• Logstash简介与配置&logstash收集Java日志


    1.简介与工作流程

       Logstash是采用ruby语言开发的。logstash与beats一样,是一个data shipper,只不过logstash比较重量级,支持的功能也多。

    1.简介

      官方的解释是:转换和存储数据

      Logstash 是免费且开放的服务器端数据处理管道,能够从多个来源采集数据,转换数据,然后将数据发送到您最喜欢的“存储库”中。

      Logstash 能够动态地采集、转换和传输数据,不受格式或复杂度的影响。利用 Grok 从非结构化数据中派生出结构,从 IP 地址解码出地理坐标,匿名化或排除敏感字段,并简化整体处理过程。

    2.工作流程

    1.  Input输入-采集各种样式、大小和来源的数据

      数据往往以各种各样的形式,或分散或集中地存在于很多系统中。Logstash 支持各种输入选择,可以同时从众多常用来源捕捉事件。能够以连续的流式传输方式,轻松地从您的日志、指标、Web 应用、数据存储以及各种 AWS 服务采集数据。

      关于其输入支持的插件参考:输入插件

    2.Filter筛选-实时解析和转换数据

      数据从源传输到存储库的过程中,Logstash 过滤器能够解析各个事件,识别已命名的字段以构建结构,并将它们转换成通用格式,以便进行更强大的分析和实现商业价值。

      Logstash 能够动态地转换和解析数据,不受格式或复杂度的影响:利用 Grok 从非结构化数据中派生出结构、从 IP 地址破译出地理坐标、将 PII 数据匿名化,完全排除敏感字段、简化整体处理,不受数据源、格式

    或架构的影响。

      使用丰富的过滤器库和功能多样的 Elastic Common Schema,可以实现无限丰富的可能。

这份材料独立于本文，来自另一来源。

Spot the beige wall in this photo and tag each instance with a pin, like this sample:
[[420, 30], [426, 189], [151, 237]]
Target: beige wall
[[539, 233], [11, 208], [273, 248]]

    3. Output输出-选择存储库,导出数据

       Elasticsearch 是首选输出方向,能够为搜索和分析带来无限可能,但它并非唯一选择。Logstash 提供众多输出选择,您可以将数据发送到您要指定的地方,并且能够灵活地解锁众多下游用例。

    2.下载安装

    1. 下载logstash

     2. 解压后目录如下:

    3. 查看logstash/config 目录:

     logstash-sample.conf样本配置如下:

    # Sample Logstash configuration for creating a simple
    # Beats -> Logstash -> Elasticsearch pipeline.
    
    input {
      beats {
        port => 5044
      }
    }
    
    output {
      elasticsearch {
        hosts => ["http://localhost:9200"]
        index => "%{[@metadata][beat]}-%{[@metadata][version]}-%{+YYYY.MM.dd}"
        #user => "elastic"
        #password => "changeme"
      }
    }

     3. 入门

    1. 收集nginx的访问日志

      以控制台的方式进行搜集,便于调试

    (1)查看logstash的两条日志(因为我装的有git,所以windows可以用linux的相关命令)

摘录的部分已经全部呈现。